In 1975, she participated in the IX Biennial of Paris with facilities and photographic sequence of the series Glass pieces, life slices, at the invitation of the critic Tomasso Trini. He participated in the exhibition "03 23 03 - Primières Recontres Internationals d'Arte Contemporain", in Montreal, Canada. In 1980 she created the "Almost Cinema" exhibition at the Centro Internazionale di Brera in Milan, Italy; the same show was presented in 1981 at the National Art Foundation (Funarte) in Rio de Janeiro. In 1981, she participated in the IX São Paulo Biennial. Performed in 1984, the individual exhibition of sculptures entitled "Aramões", in Arco Gallery, São Paulo. In 1986, she received the Fulbright-Capes scholarship to conduct research at the Museum of Modern Art (Moma), New York, USA. In 1990, she exhibited the first large sculptures in the individual exhibition at the Art Office Raquel Arnaud, São Paulo, where she presented a catalog with the text "Delicadeza Traumáticas" by Paulo Venâncio Filho. From 1991, she designed several sculptures for specific locations in São Paulo and Belo Horizonte.

She was invited, in 1993, as artist residing by Winnipeg Art Gallery, in Canada. In 1995, she participated in the exhibition "Cartographies", in La Caixa Space, Madrid, Spain. In 1998, she participated in important collectives: Brazilian Art in the Collection of the Museum of Modern Art of São Paulo - recent donations 1996-1998, CCBB, Rio de Janeiro; XXIV International Biennial of São Paulo, etc. In 2000, she worked as an individual at the Hélio Oiticica Art Center, in Rio de Janeiro, and in the "Brazil - 500 years" projects at the Fundação Bienal de São Paulo and Investigations: the work of the artist, at the Itaú Cultural Institute of São Paulo.

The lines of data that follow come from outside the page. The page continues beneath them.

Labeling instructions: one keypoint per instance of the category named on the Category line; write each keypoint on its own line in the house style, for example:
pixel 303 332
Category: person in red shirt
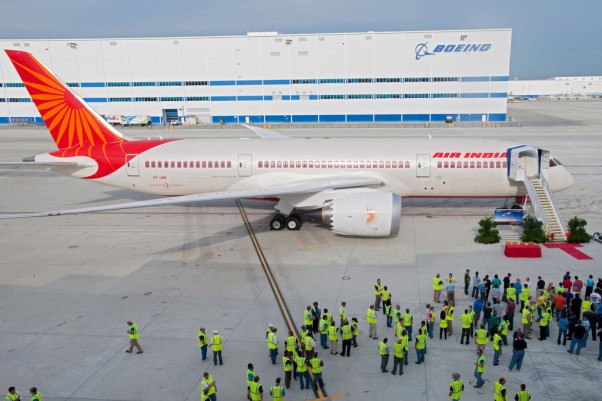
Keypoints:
pixel 577 285
pixel 559 303
pixel 567 284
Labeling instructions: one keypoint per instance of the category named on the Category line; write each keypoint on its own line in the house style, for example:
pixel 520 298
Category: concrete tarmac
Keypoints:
pixel 70 283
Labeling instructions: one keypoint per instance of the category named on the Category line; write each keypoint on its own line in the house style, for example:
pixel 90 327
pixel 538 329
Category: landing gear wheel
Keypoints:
pixel 293 222
pixel 277 222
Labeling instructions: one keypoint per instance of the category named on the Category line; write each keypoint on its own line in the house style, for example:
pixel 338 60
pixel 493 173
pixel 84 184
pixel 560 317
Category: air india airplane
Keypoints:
pixel 358 183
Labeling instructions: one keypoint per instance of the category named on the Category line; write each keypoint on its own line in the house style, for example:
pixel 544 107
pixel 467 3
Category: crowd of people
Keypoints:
pixel 497 307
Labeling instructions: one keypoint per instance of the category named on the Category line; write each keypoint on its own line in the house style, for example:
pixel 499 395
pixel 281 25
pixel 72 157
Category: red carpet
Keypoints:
pixel 571 249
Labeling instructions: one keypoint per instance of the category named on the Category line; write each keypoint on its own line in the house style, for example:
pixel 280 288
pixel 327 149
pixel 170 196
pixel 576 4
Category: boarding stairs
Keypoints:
pixel 545 207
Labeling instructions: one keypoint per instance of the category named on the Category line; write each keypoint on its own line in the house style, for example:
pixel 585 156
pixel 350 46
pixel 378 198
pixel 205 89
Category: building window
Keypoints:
pixel 195 83
pixel 359 80
pixel 422 79
pixel 303 81
pixel 118 84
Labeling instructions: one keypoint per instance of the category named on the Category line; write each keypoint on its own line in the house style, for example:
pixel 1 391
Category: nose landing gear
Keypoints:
pixel 280 221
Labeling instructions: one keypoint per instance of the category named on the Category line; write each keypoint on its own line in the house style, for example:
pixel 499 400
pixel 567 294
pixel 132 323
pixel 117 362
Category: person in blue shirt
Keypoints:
pixel 477 306
pixel 563 326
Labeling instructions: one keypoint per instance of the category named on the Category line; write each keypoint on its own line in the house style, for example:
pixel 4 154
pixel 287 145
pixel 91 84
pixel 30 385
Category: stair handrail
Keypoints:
pixel 535 200
pixel 544 183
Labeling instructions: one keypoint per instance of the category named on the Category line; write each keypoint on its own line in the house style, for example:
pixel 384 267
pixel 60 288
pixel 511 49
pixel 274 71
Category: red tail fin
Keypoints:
pixel 69 119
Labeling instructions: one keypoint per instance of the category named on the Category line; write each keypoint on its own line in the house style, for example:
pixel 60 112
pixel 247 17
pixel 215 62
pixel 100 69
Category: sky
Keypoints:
pixel 549 37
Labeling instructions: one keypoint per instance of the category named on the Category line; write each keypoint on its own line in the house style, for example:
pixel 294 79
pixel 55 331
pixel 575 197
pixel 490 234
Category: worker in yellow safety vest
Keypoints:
pixel 273 345
pixel 256 389
pixel 527 318
pixel 479 369
pixel 378 292
pixel 456 387
pixel 523 394
pixel 398 353
pixel 316 368
pixel 217 344
pixel 277 391
pixel 333 338
pixel 466 320
pixel 323 327
pixel 386 298
pixel 13 394
pixel 450 319
pixel 342 313
pixel 250 378
pixel 482 337
pixel 524 295
pixel 308 317
pixel 437 287
pixel 408 321
pixel 499 390
pixel 371 319
pixel 133 333
pixel 208 387
pixel 203 343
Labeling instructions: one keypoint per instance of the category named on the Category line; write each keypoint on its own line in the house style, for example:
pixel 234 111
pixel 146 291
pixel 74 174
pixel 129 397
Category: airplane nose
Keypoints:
pixel 570 180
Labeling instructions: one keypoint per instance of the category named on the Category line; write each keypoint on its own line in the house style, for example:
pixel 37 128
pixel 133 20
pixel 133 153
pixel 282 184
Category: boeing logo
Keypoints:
pixel 422 49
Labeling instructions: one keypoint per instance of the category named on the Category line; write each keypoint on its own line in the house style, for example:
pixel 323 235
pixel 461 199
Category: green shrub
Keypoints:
pixel 578 233
pixel 533 231
pixel 488 234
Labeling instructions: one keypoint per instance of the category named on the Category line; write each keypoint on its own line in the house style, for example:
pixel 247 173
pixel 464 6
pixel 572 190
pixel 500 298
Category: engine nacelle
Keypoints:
pixel 364 212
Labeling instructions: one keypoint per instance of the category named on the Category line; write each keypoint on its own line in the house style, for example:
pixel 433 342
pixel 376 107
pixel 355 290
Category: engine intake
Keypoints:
pixel 365 213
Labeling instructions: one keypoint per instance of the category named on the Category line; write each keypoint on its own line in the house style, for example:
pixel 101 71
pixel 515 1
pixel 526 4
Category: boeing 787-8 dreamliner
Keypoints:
pixel 357 183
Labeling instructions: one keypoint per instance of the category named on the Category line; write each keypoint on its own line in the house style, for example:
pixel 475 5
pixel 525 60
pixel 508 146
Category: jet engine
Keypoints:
pixel 364 212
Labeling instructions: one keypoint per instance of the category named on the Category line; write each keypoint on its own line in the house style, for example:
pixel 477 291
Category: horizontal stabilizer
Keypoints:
pixel 42 165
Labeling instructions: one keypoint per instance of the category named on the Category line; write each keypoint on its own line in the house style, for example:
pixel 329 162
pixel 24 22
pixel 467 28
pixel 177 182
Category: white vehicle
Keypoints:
pixel 136 120
pixel 358 183
pixel 115 120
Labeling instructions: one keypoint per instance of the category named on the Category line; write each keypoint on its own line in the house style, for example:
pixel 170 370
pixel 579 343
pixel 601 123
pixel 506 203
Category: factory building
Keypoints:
pixel 269 77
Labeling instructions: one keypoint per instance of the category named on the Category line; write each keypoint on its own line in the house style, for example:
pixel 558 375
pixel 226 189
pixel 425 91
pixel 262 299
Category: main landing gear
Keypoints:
pixel 291 222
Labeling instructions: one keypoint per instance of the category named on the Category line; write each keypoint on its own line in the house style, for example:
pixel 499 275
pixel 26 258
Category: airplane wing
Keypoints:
pixel 273 191
pixel 266 133
pixel 41 165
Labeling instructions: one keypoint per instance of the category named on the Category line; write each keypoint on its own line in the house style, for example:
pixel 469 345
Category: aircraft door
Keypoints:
pixel 244 165
pixel 131 165
pixel 423 166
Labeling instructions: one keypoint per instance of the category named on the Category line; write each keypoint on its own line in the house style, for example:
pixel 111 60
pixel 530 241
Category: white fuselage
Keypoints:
pixel 426 166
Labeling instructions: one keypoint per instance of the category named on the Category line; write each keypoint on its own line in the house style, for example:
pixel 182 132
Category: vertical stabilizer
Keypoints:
pixel 71 122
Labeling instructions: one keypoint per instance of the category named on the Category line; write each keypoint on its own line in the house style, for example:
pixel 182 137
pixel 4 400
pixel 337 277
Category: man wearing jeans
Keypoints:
pixel 479 369
pixel 518 352
pixel 563 326
pixel 578 336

She held an individual exhibition at the Museum of Contemporary Art (MAC) in Niterói, and at the Marcus Vieira Art Gallery, Belo Horizonte. In 2005, at the V Mercosul Biennial, Porto Alegre, and also at the III Art Forum of the Americas, Belo Horizonte, where she launched the book Atelier Circuit, in his honor, a project coordinated by Fernando Pedro da Silva and Marília Andrés Ribeiro. Her works belong to the collections of MAM / Rio de Janeiro, MAM / São Paulo, MAC / Niterói, Pinacoteca do Estado de São Paulo, National Museum of Fine Arts, Rio de Janeiro, Pampulha Art Museum, Belo Horizonte, Art Museum Contemporary, Porto Alegre, and several foundations and museums from abroad. Present in the main private collections of the country and abroad.

She presented her most recent solo show in a space located in Gabinete se Arte Raquel Arnaud. This show lasted from October 25 through December 8, 2007. The title of this solo show was, "Dynamic Letters" which included two projects by this artist. One was an installation created with transparent polycarbonate, steel cable and concrete. The other was three small-format objects created with steel and nickel. These installations were previously unseen before this show.